There is hope that the desk-hogging problem in the library will be largely resolved by the desk monitors. However, inadequate seating and overcrowding in the library itself remains an urgent issue. It is the lack of available seats in the 24-hour library and restrictive opening hours that contribute to the culture of desk-reserving that exists in the library at the moment. During peak study periods in the lead up to exams, enormous pressure is placed on library spaces, that manifests itself in large queues forming before doors open in the morning. The library should be a place of sanctuary and calm for students during exam periods but instead, it is rendered a competitive and sometimes hostile environment, as students vie for the few available desks.
Trinity may market the library desk monitors as their “solution” to the issue of seating in the library but in truth, the library monitors should not even be necessary in the first place, as it is the lack of available seating offered by Trinity that causes students to reserve desks. It is patently obvious that the three floors of the 24-hour Ussher do not provide enough seating at peak times to meet the demand of students. Restrictive weekend and holiday opening hours catalyse the problem. Only certain areas of the library are open at certain times and so, students are awkwardly funnelled into smaller spaces at various times, increasing demand for desks that are already in short supply.

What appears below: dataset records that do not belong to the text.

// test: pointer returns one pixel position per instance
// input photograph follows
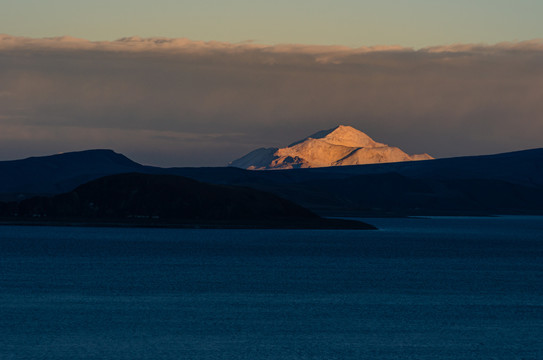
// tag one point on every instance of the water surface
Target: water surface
(436, 288)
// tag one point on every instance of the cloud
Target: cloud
(143, 96)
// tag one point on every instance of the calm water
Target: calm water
(448, 288)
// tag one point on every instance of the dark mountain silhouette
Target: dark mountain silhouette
(147, 199)
(506, 183)
(47, 175)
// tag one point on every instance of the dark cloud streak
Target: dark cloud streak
(166, 101)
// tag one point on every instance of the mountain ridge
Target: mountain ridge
(339, 146)
(505, 183)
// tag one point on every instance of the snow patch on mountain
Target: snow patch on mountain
(342, 145)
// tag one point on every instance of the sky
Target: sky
(186, 83)
(354, 23)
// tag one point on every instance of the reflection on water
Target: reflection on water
(434, 288)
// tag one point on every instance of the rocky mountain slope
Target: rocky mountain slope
(342, 145)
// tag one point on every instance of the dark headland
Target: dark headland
(161, 200)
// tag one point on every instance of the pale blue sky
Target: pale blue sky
(415, 23)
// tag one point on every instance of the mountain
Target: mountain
(340, 146)
(508, 183)
(59, 173)
(170, 200)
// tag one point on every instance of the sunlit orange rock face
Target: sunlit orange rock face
(342, 145)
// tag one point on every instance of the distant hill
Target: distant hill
(158, 200)
(340, 146)
(59, 173)
(509, 183)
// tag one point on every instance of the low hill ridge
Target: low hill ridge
(339, 146)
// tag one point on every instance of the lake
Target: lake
(433, 288)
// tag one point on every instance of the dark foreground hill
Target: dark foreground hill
(509, 183)
(167, 200)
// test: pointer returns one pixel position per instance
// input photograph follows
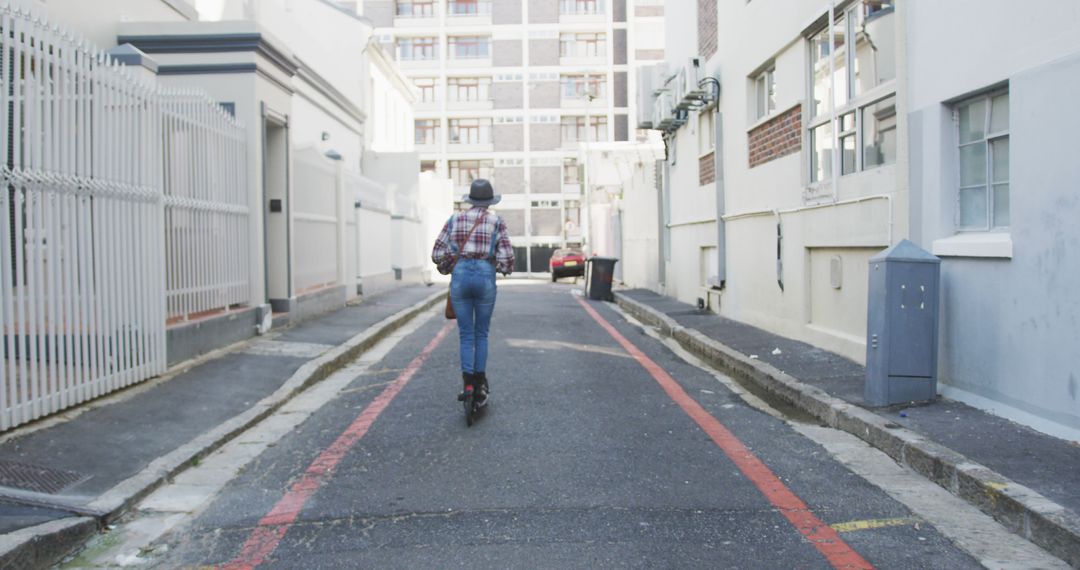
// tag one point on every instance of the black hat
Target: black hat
(481, 193)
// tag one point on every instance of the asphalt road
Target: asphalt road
(585, 458)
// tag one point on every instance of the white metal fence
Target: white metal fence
(206, 215)
(82, 239)
(314, 220)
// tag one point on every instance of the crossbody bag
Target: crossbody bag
(449, 304)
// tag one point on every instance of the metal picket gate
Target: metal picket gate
(82, 219)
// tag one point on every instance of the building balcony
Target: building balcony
(470, 62)
(470, 105)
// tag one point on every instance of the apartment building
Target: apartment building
(846, 126)
(509, 90)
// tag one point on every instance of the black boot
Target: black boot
(482, 389)
(469, 381)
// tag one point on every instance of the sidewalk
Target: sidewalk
(61, 478)
(1026, 479)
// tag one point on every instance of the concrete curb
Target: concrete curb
(1017, 507)
(45, 544)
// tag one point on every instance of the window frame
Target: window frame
(834, 112)
(481, 86)
(428, 45)
(472, 167)
(582, 44)
(431, 130)
(765, 93)
(414, 5)
(475, 46)
(987, 139)
(470, 125)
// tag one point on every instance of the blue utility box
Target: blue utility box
(902, 326)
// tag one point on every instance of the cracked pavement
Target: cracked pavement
(580, 461)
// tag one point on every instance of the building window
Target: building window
(469, 89)
(706, 135)
(464, 172)
(576, 8)
(879, 133)
(417, 49)
(470, 131)
(427, 89)
(427, 131)
(570, 174)
(575, 130)
(592, 44)
(853, 109)
(765, 94)
(984, 162)
(469, 8)
(416, 8)
(470, 46)
(581, 86)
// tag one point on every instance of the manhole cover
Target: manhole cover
(38, 479)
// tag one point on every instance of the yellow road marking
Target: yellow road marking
(875, 523)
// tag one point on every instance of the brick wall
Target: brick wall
(620, 89)
(619, 46)
(505, 12)
(543, 11)
(508, 94)
(543, 52)
(545, 179)
(621, 127)
(544, 95)
(508, 136)
(507, 53)
(380, 12)
(509, 179)
(544, 136)
(779, 137)
(706, 170)
(706, 28)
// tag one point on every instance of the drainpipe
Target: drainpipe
(721, 267)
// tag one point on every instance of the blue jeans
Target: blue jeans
(472, 292)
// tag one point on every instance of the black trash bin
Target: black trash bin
(598, 281)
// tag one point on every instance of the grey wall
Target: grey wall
(544, 95)
(505, 12)
(507, 53)
(545, 221)
(545, 179)
(544, 136)
(543, 11)
(620, 89)
(619, 46)
(1009, 327)
(543, 52)
(509, 136)
(508, 95)
(380, 12)
(514, 219)
(509, 179)
(621, 127)
(619, 10)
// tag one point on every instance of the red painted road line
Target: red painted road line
(826, 540)
(272, 528)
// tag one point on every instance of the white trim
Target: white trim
(974, 244)
(1010, 412)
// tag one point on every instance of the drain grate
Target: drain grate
(36, 478)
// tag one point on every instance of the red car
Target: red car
(566, 263)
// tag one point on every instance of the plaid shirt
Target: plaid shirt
(449, 241)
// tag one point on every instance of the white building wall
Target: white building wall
(850, 220)
(1009, 323)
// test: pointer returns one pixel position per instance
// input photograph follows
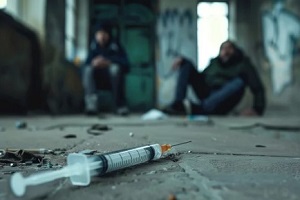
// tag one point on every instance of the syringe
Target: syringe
(80, 167)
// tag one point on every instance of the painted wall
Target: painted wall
(30, 12)
(251, 27)
(273, 48)
(177, 35)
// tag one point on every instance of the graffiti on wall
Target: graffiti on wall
(281, 30)
(177, 37)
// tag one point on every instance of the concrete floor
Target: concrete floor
(229, 158)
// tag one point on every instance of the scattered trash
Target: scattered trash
(70, 136)
(21, 124)
(154, 114)
(80, 167)
(201, 118)
(13, 164)
(28, 163)
(260, 146)
(88, 152)
(20, 156)
(268, 127)
(172, 197)
(34, 151)
(97, 129)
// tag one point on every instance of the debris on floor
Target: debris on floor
(70, 136)
(21, 125)
(154, 114)
(80, 167)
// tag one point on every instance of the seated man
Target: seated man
(220, 86)
(105, 69)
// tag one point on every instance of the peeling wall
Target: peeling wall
(250, 36)
(177, 36)
(246, 28)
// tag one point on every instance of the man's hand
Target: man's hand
(100, 62)
(249, 112)
(177, 62)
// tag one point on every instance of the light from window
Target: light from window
(3, 4)
(212, 30)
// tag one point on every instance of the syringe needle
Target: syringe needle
(180, 143)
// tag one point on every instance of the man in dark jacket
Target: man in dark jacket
(220, 86)
(105, 69)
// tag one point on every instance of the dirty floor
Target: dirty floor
(229, 158)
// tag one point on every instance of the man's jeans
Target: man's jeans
(213, 101)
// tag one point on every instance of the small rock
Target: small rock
(69, 136)
(152, 172)
(21, 124)
(28, 163)
(88, 152)
(172, 197)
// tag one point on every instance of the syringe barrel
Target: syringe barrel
(122, 159)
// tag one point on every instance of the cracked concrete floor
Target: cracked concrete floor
(229, 158)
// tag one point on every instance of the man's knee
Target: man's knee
(88, 72)
(115, 70)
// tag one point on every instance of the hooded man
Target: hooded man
(220, 87)
(105, 69)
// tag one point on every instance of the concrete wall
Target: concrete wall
(30, 12)
(177, 35)
(282, 91)
(246, 28)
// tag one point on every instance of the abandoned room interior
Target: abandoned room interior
(149, 99)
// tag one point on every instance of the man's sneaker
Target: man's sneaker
(91, 104)
(123, 111)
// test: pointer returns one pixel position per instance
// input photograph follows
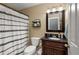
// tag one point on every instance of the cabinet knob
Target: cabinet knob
(66, 45)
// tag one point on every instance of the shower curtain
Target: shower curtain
(13, 31)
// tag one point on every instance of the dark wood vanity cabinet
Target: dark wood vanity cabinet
(53, 47)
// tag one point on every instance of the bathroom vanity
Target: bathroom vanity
(53, 46)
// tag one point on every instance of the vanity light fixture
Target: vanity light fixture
(55, 9)
(48, 11)
(60, 9)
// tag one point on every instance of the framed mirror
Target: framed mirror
(55, 21)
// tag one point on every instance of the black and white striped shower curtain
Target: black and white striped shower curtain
(13, 31)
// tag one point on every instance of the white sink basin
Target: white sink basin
(51, 38)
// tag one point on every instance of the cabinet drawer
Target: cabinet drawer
(54, 44)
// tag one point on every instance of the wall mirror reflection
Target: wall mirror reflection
(55, 21)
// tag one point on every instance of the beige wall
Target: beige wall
(39, 12)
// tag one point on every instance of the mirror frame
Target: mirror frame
(63, 22)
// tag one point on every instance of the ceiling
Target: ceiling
(20, 6)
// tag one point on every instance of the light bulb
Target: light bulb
(60, 8)
(48, 11)
(54, 10)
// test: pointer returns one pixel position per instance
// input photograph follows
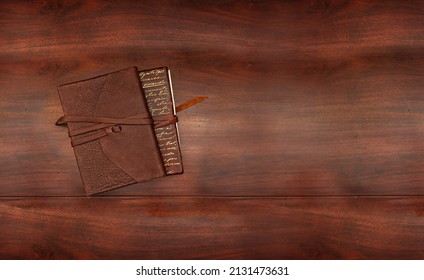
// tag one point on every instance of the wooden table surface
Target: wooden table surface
(310, 145)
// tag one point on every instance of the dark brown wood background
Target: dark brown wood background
(310, 146)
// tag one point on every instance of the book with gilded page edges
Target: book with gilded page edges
(115, 138)
(157, 87)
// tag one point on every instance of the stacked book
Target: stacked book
(123, 127)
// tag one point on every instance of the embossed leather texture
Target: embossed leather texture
(111, 155)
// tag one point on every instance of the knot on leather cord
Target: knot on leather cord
(102, 126)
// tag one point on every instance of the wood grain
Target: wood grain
(310, 145)
(212, 228)
(305, 97)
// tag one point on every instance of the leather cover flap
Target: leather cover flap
(126, 155)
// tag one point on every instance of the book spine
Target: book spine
(157, 90)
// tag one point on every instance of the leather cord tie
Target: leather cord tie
(102, 126)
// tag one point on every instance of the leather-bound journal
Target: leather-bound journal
(113, 132)
(157, 87)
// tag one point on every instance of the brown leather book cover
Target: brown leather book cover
(112, 131)
(157, 88)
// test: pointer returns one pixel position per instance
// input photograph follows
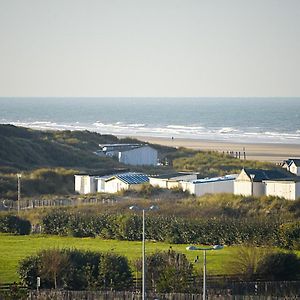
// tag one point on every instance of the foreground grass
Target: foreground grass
(15, 248)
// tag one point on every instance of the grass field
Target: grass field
(13, 248)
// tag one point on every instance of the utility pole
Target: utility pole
(19, 191)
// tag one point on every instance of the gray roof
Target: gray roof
(216, 179)
(293, 179)
(131, 178)
(295, 160)
(172, 175)
(260, 175)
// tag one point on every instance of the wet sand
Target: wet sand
(264, 152)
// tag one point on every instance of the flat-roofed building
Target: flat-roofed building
(85, 184)
(125, 181)
(199, 187)
(250, 182)
(285, 188)
(172, 180)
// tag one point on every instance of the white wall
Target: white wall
(85, 184)
(139, 156)
(215, 187)
(294, 169)
(247, 188)
(297, 190)
(285, 189)
(171, 182)
(115, 185)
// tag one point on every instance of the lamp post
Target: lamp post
(204, 249)
(136, 208)
(19, 175)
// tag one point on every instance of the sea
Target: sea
(252, 120)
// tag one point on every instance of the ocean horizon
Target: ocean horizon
(248, 120)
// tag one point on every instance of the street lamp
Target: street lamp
(137, 208)
(19, 175)
(204, 249)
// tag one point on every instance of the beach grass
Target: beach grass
(14, 248)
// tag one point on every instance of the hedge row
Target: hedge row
(76, 270)
(14, 224)
(163, 228)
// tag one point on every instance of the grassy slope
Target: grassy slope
(15, 248)
(23, 149)
(211, 163)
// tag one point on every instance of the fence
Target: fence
(229, 291)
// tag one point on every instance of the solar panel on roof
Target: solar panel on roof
(133, 178)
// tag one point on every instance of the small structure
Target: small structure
(85, 183)
(294, 166)
(199, 187)
(130, 154)
(250, 182)
(169, 181)
(285, 188)
(125, 181)
(88, 183)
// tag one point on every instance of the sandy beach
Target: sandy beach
(264, 152)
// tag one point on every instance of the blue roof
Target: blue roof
(133, 178)
(215, 179)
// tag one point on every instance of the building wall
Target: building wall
(162, 183)
(101, 184)
(85, 184)
(172, 182)
(115, 185)
(294, 169)
(247, 188)
(297, 190)
(285, 189)
(200, 189)
(139, 156)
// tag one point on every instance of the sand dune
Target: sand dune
(263, 152)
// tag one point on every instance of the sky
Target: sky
(153, 48)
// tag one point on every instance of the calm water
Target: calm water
(231, 119)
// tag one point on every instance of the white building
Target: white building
(251, 182)
(125, 181)
(169, 181)
(85, 184)
(294, 166)
(288, 188)
(130, 154)
(214, 185)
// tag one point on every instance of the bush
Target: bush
(163, 228)
(14, 224)
(76, 270)
(290, 235)
(168, 272)
(279, 266)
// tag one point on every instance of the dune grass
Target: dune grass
(14, 248)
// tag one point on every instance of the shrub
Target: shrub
(14, 224)
(168, 271)
(75, 270)
(290, 235)
(279, 266)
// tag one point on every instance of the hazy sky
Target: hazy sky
(150, 48)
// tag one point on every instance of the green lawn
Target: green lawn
(13, 248)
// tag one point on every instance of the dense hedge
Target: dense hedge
(76, 270)
(290, 235)
(14, 224)
(163, 228)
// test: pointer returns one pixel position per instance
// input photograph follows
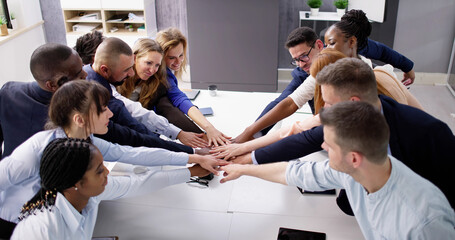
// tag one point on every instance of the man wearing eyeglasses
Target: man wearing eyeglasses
(303, 45)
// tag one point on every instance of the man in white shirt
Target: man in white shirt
(389, 200)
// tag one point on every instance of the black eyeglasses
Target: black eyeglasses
(303, 58)
(198, 182)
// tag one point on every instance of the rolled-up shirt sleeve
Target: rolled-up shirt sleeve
(139, 155)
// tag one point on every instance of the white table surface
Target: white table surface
(247, 208)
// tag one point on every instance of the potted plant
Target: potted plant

The issues surrounding the library’s inadequate opening hours and restrictive rules on book lending have already had an article written about them in the previous academic year. While library monitors will help to discourage seat reservation, they will not solve the long term existing issues surrounding available spaces within Trinity’s libraries. If Trinity wants to market itself as a “home of excellence” with world class graduates, it ought to provide enough study spaces for its students to utilise for as many hours as possible. 80 million euro was spent on the new Business school this year, without any new library space opening within the school or anywhere on campus. But let’s keep pretending that “desk-hogging” is the real problem.